Minister for Education and Skills (Deputy Richard Bruton): Section 34(h) of the Commission to Inquire in to Child Abuse (Amendment) Act, 2005 inserts the following subsections after subsection 28 (5A) of the Residential Institutions Redress Act 2002
“(5A) Nothing in subsection (1) operates to prohibit the production of a document prepared for the purposes or in contemplation of an application to the Board or a submission for a review by the Review Committee, or given in evidence in such application or review, to—
(a) a body or other person when it, or he or she, is performing functions under any enactment consisting of the conducting of a hearing, inquiry or investigation in relation to, or adjudicating on, any matter, or
(b) such body or other person as may be prescribed by order made by the Minister, when the body or person concerned is performing functions consisting of the conducting of a hearing, inquiry or investigation in relation to, or adjudicating on, any matter as may be so prescribed.
There have been no Ministerial orders made under this legislation and subsequently no correspondence in relation to compliance with an order.
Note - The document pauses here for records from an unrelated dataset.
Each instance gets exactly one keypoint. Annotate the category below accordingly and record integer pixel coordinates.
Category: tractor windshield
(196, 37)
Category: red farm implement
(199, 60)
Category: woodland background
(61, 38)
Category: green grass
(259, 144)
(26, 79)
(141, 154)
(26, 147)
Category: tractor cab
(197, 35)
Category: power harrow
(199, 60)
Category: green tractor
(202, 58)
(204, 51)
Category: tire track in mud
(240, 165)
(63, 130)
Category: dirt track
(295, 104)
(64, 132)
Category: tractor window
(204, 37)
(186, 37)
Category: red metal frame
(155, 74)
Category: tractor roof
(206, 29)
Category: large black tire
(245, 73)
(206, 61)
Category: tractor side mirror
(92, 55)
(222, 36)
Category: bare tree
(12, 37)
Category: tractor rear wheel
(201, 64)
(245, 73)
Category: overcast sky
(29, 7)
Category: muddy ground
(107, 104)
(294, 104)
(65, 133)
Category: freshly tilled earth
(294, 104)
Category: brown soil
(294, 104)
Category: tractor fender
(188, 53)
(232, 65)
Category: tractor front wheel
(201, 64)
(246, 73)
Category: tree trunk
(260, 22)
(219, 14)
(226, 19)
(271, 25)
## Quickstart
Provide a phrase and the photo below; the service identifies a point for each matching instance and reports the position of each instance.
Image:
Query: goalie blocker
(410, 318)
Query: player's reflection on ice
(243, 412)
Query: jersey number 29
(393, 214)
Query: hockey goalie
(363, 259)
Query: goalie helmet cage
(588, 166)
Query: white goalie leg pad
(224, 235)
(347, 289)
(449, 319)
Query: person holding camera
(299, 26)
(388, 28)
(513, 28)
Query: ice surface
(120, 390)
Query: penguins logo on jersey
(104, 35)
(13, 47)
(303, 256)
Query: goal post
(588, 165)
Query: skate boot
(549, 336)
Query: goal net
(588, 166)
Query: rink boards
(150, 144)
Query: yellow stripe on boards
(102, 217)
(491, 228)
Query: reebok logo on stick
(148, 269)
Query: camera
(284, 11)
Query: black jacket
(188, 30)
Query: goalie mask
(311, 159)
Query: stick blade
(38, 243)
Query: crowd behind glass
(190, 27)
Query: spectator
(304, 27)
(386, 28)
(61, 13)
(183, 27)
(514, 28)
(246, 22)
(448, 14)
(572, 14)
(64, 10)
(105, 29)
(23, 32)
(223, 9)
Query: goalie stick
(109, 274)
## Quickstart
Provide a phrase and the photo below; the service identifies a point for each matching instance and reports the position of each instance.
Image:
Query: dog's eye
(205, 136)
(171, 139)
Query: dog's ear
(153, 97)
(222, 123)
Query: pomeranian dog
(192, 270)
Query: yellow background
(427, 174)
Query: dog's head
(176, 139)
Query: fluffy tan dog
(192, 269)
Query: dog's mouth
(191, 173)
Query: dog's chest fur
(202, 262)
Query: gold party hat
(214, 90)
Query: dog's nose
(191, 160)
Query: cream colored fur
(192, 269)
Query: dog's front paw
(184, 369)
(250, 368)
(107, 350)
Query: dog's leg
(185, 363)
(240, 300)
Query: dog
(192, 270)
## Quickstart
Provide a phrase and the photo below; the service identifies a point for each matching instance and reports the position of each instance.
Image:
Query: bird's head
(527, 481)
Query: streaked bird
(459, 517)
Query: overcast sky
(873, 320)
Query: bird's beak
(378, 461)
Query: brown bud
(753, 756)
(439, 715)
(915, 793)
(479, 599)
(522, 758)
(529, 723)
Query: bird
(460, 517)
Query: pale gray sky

European Court of Justice Rulings
Deputy Carol Nolan asked the Minister for Education and Skills the estimated cost of providing all survivors of sex abuse in schools with compensation in line with the O’Keeffe ruling; and if he will make a statement on the matter.
Minister for Education and Skills (Deputy Richard Bruton): Child protection has been a high priority for Government for many years and it is now current practice to review child protection measures regularly. As part of this on-going process, it is a criminal offence where a person fails to disclose to the police information in relation to certain serious offences, including sexual offences against children and vulnerable persons.
We have also introduced statutory vetting arrangements for people involved in working with children and vulnerable adults, including those working in schools. The National Vetting Bureau (Children and Vulnerable Persons) Acts 2012 was commenced on 29 April 2016.
The measures that have been taken to protect and safeguard children should ensure that the risk of sex abuse by people who come into contact with children in our schools is absolutely minimal.
Sadly, this couldn’t be said in the past. I do not have data on the number of people who are survivors of sex abuse in our schools and am unable to provide the estimated cost of awarding each of these survivors with redress in line with that awarded as a result of the ECtHR judgement in the O’Keefe case.
The recent Comptroller and Auditor General’s Special Report on the ‘Cost of Child Abuse Inquiry and Redress’ has shown there to be major problems associated with attempting to predict numbers in this regard. In the case of redress for residential abuse, the cost predicted by the then Fianna Fáil-led Government was €250 million but the final cost was, in fact, €1.5 billion.